Weekly Report 133
✅ US shutdown halts official data releases, while private ADP figures highlight continued labor market slowdown. The United States government entered a shutdown after the budget standoff between President Donald Trump and the Democrats. The shutdown disrupted the functioning of several federal agencies and prevented the release of key economic indicators, such as the Payroll. In this context, private data gained greater importance. The September ADP report reinforced signs of labor market weakening, pointing to a net job loss of 32k, downward revisions to August, and broad-based deceleration across both goods-producing and service sectors. The picture underscores the loss of traction in employment and strengthens expectations that the Federal Reserve will proceed with additional rate cuts by year-end.
✅ In Brazil, the latest indicators confirm that the labor market remains tight but is moving into a moderation phase. CAGED data showed a net creation of 147.4k formal jobs in August, below market expectations and signaling a slowdown in seasonally adjusted terms, after upward revisions to July. The PNAD Contínua indicated that the unemployment rate stood at 5.6 percent in the quarter ending in August, the lowest since 2012, with stability also in the seasonally adjusted series. Real wages remained broadly stable in the quarter but advanced 3.3 percent year-over-year, while the wage bill rose 5.4 percent from the previous year. This set of factors suggests that the labor market continues to provide important support to household income and consumption, but with signs that the pace of formal job creation is likely to lose momentum in the coming months.

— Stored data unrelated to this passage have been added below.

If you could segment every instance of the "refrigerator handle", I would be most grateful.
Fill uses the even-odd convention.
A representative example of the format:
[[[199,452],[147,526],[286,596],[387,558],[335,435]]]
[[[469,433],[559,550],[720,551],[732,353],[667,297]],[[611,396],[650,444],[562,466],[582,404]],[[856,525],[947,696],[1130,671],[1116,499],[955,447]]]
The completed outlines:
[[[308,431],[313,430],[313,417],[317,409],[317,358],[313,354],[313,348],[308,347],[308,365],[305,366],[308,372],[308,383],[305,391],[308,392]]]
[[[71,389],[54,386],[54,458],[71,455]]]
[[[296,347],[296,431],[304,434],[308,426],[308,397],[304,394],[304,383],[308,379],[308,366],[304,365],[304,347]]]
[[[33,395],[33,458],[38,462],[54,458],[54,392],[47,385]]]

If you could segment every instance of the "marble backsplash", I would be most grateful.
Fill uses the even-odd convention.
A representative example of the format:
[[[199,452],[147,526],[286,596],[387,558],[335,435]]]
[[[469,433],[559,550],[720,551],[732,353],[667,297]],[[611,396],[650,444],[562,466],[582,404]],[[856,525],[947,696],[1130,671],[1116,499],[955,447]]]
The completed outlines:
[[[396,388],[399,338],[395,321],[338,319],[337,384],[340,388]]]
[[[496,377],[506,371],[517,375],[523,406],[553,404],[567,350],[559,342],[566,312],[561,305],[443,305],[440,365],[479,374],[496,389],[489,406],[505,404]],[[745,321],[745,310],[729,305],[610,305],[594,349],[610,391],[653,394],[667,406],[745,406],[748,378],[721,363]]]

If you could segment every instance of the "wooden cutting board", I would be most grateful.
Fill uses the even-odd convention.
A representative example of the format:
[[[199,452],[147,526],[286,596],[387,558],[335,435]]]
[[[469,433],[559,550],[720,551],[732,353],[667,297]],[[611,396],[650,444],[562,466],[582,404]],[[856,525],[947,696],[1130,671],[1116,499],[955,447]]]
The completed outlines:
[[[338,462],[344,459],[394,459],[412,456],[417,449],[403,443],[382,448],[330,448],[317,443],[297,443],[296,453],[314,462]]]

✅ Finally, the Lower House approved the proposal to expand the income tax exemption, while the debate over free public transportation has begun to raise market concerns. This week, the fiscal agenda came into focus with the unanimous approval in the Chamber of Deputies of the proposal to raise the exemption threshold for income tax to R$5,000, accompanied by a progressive levy of up to 10 percent on annual earnings above R$600,000. At the same time, negotiations around Provisional Measure 1303 progressed, with the risk of defeat if the proposed taxation of LCI and LCA is maintained, leading the government to signal adjustments to reduce resistance in Congress. Meanwhile, markets reacted negatively to headlines about the potential implementation of a federal zero-fare public transport program. The issue triggered a repricing of assets, underscoring investor sensitivity to measures that increase fiscal pressures and reigniting concerns about the sustainability of the fiscal framework.